The new grade policy, called Grade/Pass/No Credit, or GPNC, was suggested to the Undergraduate Council by Deborah Machalow, executive vice president of USG. Machalow drafted the policy and presented it to a UGC committee which re-drafted and finalized it.

GPNC allows students to take courses outside their comfort zone without risking damage to their GPA, according to Professor Scott Sutherland, chair of the Undergraduate Council.

For example, if an English major is interested in taking a physics class, but worries that it may be too difficult, the student can choose the GPNC option and select an A as the minimum grade. That means the student will still be motivated to work in the class because the possibility of earning a good grade still exists, but his or her GPA won’t be affected if he or she receives below an A.

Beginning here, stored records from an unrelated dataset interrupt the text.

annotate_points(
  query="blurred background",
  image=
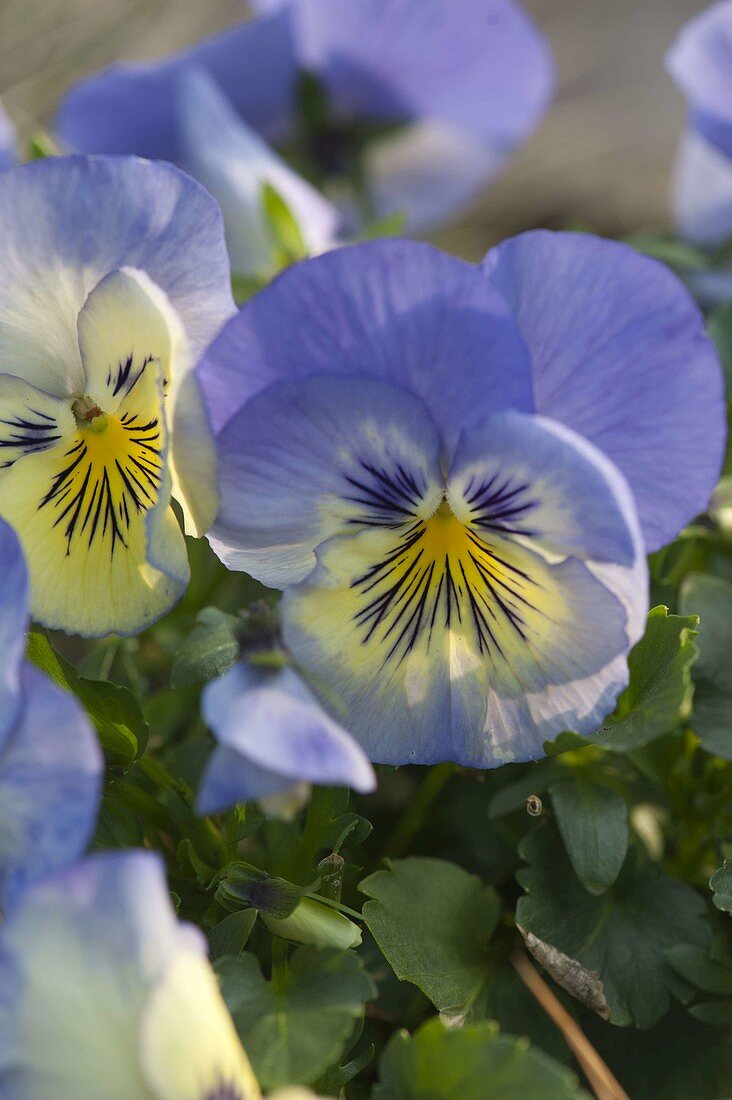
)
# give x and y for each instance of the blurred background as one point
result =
(601, 160)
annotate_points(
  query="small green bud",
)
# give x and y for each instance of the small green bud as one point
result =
(313, 923)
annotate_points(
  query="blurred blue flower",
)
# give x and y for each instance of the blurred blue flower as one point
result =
(50, 761)
(419, 101)
(115, 278)
(700, 62)
(8, 142)
(104, 992)
(445, 466)
(273, 736)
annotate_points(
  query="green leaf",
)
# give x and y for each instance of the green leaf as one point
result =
(711, 598)
(592, 821)
(721, 886)
(209, 650)
(288, 239)
(472, 1063)
(113, 711)
(297, 1025)
(433, 922)
(623, 934)
(231, 934)
(658, 695)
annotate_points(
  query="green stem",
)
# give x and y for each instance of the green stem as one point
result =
(413, 820)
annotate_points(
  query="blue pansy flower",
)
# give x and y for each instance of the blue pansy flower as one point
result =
(700, 62)
(437, 95)
(50, 761)
(104, 992)
(273, 737)
(8, 142)
(455, 472)
(115, 277)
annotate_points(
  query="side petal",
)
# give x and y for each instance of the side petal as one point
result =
(13, 625)
(51, 772)
(309, 459)
(273, 734)
(620, 354)
(132, 108)
(702, 191)
(80, 506)
(233, 163)
(126, 323)
(67, 222)
(188, 1044)
(476, 636)
(396, 310)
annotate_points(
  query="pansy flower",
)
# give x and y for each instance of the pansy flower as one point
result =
(455, 472)
(50, 761)
(700, 62)
(115, 277)
(273, 740)
(406, 106)
(102, 992)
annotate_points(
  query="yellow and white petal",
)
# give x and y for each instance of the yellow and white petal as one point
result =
(188, 1045)
(127, 322)
(80, 509)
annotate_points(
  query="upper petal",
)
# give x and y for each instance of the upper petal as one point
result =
(51, 772)
(67, 222)
(620, 354)
(133, 108)
(397, 310)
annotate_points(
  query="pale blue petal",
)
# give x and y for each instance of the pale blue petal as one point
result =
(620, 354)
(51, 773)
(8, 142)
(133, 108)
(233, 163)
(68, 221)
(396, 310)
(273, 734)
(13, 625)
(309, 459)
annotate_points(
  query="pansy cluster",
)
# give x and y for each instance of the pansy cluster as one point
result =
(452, 472)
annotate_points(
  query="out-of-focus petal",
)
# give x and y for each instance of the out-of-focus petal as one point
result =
(397, 310)
(620, 355)
(133, 108)
(8, 142)
(310, 459)
(51, 771)
(233, 163)
(13, 625)
(273, 734)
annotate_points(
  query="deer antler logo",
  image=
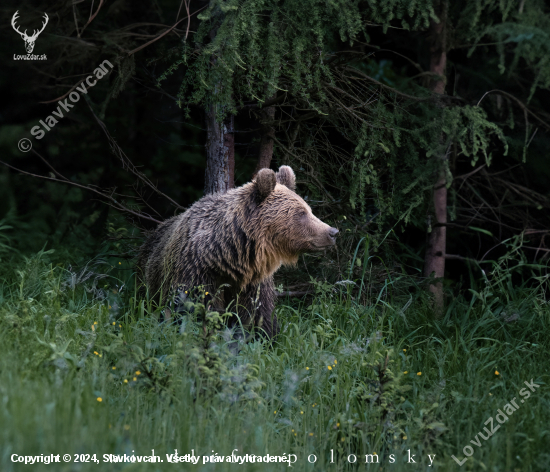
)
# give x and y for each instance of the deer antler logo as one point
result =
(29, 40)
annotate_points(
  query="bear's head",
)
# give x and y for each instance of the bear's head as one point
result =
(286, 219)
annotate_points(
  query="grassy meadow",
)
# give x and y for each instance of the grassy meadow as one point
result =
(86, 369)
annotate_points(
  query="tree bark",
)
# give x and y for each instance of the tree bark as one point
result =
(266, 144)
(434, 262)
(220, 153)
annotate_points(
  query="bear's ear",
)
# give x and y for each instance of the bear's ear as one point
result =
(265, 182)
(286, 177)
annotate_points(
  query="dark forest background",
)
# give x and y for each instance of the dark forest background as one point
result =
(420, 129)
(346, 93)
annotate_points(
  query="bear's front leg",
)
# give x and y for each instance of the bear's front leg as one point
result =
(256, 307)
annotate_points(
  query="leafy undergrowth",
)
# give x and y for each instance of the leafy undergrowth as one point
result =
(87, 368)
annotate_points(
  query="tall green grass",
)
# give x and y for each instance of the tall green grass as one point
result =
(87, 368)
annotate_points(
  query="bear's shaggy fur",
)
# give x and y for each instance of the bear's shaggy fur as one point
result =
(239, 238)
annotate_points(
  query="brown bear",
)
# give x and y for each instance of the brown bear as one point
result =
(237, 240)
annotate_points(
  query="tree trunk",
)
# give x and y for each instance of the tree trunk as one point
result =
(220, 153)
(434, 261)
(266, 144)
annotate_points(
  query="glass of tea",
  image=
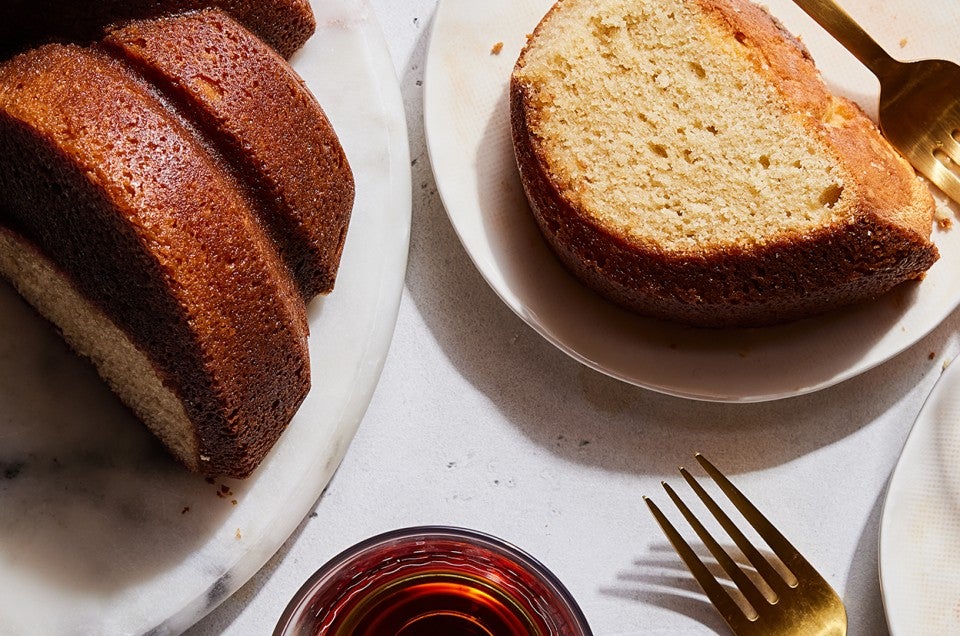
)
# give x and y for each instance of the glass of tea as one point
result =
(433, 581)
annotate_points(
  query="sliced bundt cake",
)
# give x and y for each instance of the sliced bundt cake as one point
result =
(122, 229)
(283, 24)
(684, 159)
(258, 113)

Students have the GPNC option through the ninth week of class, but they may only do so for one class per semester, and they cannot choose the option for the same class more than once. Grades of P and NC do not satisfy DEC requirements and many major requirements. Students may not choose the GPNC option for certain courses, including any courses in the College of Engineering and Applied Sciences majors.

In an email to the academic advisors on campus, Assistant Provost Richard J. Gatteau said, “Currently, about 1,000 students select the P/NC option each term, and instead of having the P or NC as the only possible outcomes, the [Undergraduate] Council agreed that allowing an opportunity for a grade to still appear on the transcript encourages students to work hard to achieve their desired goal.”

The Undergraduate Council, the University Senate and the Undergraduate Student Government all supported the new policy. With the approval of the Provost Dennis Assanis’ office, it will be implemented next fall, though some technicalities such as how it will function on SOLAR, have not been finalized.

During the debate at the March 14 USG Senate meeting, Senator Jason Sockin said he opposed the new policy because it eliminated the risk that comes with taking difficult courses.

“There has to be a point where the administration says they don’t want to bend on this,” he said. Most universities have a P/NC option, but Sockin said he feels implementing the GPNC option would create too large of a safety net and would increase complacency in students.